I still look at her skeptical, not sure I believe a word she’s saying. I was too nice in handling her. My own guilt and people-pleasing personality got in the way of thinking about Ember. I shouldn’t have had a drink with Marissa in LA, no matter how innocent—in my mind—it was.
And really, that is exactly why I’m here right now, wondering where the fuck my wife is.
I didn’t put Ember first.
Her feelings, her healing, her coping with a new way of life should have been my number-one priority, and it simply wasn’t.
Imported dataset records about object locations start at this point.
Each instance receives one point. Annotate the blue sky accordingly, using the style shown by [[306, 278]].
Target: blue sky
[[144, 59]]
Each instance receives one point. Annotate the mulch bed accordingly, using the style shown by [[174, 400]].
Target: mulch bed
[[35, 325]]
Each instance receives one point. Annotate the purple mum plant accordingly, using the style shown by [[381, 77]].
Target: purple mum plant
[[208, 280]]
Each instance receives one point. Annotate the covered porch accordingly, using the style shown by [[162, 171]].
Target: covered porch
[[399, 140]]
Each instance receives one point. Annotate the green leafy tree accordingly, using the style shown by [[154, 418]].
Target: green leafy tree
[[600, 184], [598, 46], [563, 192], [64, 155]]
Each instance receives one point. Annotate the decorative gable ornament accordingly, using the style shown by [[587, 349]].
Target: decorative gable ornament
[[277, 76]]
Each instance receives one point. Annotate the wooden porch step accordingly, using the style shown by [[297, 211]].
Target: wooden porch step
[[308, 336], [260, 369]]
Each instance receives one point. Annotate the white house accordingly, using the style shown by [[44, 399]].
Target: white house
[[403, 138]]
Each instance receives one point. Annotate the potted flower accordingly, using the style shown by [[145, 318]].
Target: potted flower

And now I’m facing the consequences of that.
“I mean it,” she says. “I didn’t like Ember. I wanted her gone. But not really gone. Not like this.”
It really doesn’t matter if I believe her or not at this point. I need to leave. I need to go hunt down my wife. And I need to walk away from this toxic life for my own well-being. I just hope to God I can find Ember and, when I do, that she won’t send me away.
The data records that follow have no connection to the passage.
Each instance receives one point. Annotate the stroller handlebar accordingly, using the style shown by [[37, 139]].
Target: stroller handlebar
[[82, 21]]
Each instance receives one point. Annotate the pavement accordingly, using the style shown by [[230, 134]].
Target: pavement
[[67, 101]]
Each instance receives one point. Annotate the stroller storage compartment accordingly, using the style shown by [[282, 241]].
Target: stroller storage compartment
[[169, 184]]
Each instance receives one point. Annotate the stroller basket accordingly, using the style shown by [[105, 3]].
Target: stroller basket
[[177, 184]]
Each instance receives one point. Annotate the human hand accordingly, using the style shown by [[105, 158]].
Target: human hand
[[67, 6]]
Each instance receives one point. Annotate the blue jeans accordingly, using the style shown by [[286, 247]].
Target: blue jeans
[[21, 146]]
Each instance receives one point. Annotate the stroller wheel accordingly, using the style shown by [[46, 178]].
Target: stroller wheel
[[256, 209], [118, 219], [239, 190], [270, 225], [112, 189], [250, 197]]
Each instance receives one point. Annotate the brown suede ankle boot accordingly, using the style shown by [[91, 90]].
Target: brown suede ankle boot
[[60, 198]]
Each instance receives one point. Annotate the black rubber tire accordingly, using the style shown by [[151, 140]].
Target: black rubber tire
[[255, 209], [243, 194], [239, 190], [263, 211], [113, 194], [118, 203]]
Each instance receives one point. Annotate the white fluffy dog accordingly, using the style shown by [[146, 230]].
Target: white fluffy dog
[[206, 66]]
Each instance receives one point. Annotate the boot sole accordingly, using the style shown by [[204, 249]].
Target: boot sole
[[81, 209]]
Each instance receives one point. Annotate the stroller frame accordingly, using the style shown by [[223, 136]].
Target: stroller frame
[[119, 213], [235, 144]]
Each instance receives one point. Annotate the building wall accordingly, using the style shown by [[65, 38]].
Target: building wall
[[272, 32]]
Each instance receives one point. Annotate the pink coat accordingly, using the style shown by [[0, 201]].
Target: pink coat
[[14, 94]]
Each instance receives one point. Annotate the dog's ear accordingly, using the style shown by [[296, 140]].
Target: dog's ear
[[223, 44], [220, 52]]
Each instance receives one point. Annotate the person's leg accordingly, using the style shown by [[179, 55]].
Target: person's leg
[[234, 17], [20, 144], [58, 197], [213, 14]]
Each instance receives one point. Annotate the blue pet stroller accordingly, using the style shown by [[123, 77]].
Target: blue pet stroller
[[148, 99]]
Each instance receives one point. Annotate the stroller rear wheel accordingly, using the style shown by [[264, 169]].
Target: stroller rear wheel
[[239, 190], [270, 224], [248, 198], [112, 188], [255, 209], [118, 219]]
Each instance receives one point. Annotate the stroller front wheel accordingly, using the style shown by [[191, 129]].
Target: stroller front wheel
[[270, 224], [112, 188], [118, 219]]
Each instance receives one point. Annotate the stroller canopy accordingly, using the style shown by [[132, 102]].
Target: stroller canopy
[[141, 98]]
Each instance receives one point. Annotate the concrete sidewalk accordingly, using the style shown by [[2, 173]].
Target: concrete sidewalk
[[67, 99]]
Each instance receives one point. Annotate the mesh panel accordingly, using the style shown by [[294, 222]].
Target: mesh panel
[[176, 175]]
I focus my attention on folding a T-shirt to pack. “I wish you luck in the future.”
“So, you’re really going? Do you actually think you can find them? If the police can’t, what makes you think you can?”
“I’m going to try,” I say. “I owe Ember that, and I won’t be able to live with myself if I don’t. She deserves someone to fight for her, which is something I should have been doing all along.”